Se le offrissero una parte in un film, chi vorrebbe interpretare?

Il tenente Colombo.

 

Il suo rapporto con il viaggio in treno?

Fantastico, mi piace da sempre. Da parlamentare sono stato tra i primi a privilegiare il Frecciarossa per Roma a sfavore dell’aereo. Il treno mi rilassa e mi offre qualche ora per organizzare il mio lavoro e ciò che voglio approfondire. Lo uso anche da ciclista, con bici al seguito. Mi piacerebbe percorrere uno dei tratti coperti dalle ferrovie storiche, da Cuneo a Nizza per esempio.

Il presidente del Museo nazionale del cinema, Enzo Ghigo, con il giornalista Andrea Radic alla stazione di Torino PN

Ha una passione per la Liguria e il mare.

Nasce da Anna, mia moglie, ho un rapporto affettivo con quei luoghi, dove mi dedico anche all’agricoltura. Ho studiato agraria, anche se non l’ho mai praticata.

 

Un presidente contadino?

Come Cincinnato (ride, ndr). Abbiamo un uliveto di 300 anni che era abbandonato da 70, così l’ho riportato in vita e alla produzione, minima: quest’anno abbiamo imbottigliato 55 litri di olio ed è stata una grande soddisfazione.

 

Lei è un convinto sostenitore delle eccellenze agroalimentari.

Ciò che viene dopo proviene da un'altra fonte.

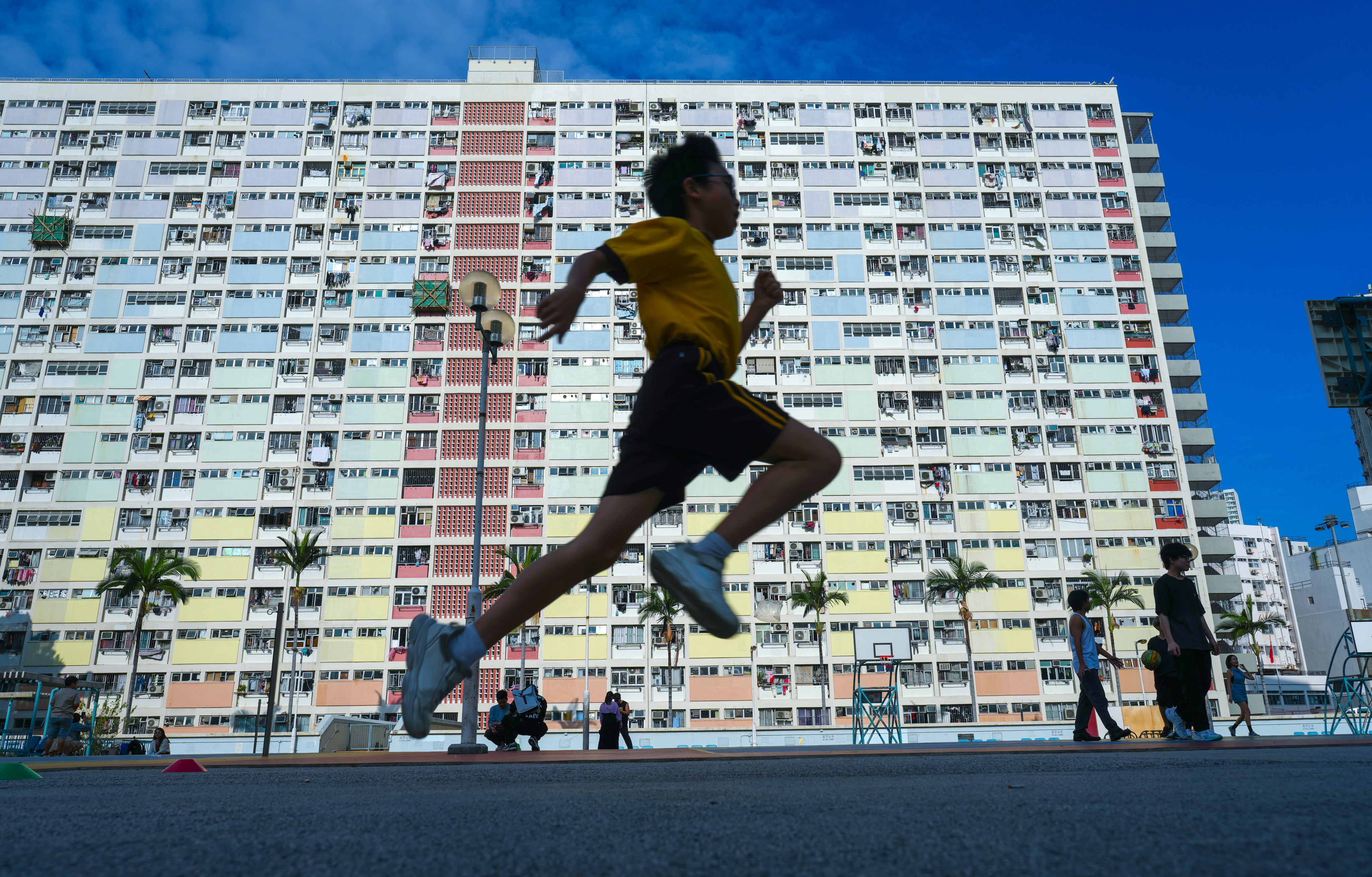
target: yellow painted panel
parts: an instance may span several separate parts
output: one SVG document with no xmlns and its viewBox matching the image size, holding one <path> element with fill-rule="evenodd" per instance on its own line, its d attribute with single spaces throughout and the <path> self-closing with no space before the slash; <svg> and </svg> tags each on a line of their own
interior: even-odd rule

Ho sempre seguito e sostenuto questo settore, importante anche dal punto di vista occupazionale. Da presidente della Regione abbiamo dato vita al Salone del Gusto e sono tuttora membro del cda dell’Università di Scienze gastronomiche di Pollenzo, a Bra (CN). A proposito, il fondatore di Slow Food Carlo Petrini ha assaggiato il mio olio e lo ha promosso senza riserve. Poi con la Film Commission cerchiamo di promuovere sullo schermo i territori del Piemonte e le sue eccellenze gastronomiche ed enologiche. Vorrei realizzare ciò che Ridley Scott ha fatto con il film Un’ottima annata.

 

Il profumo della sua infanzia?

Quello che si sente in campagna quando a maggio si taglia l’erba, ricordo mio papà che nelle ripe tagliava i rovi con la falce.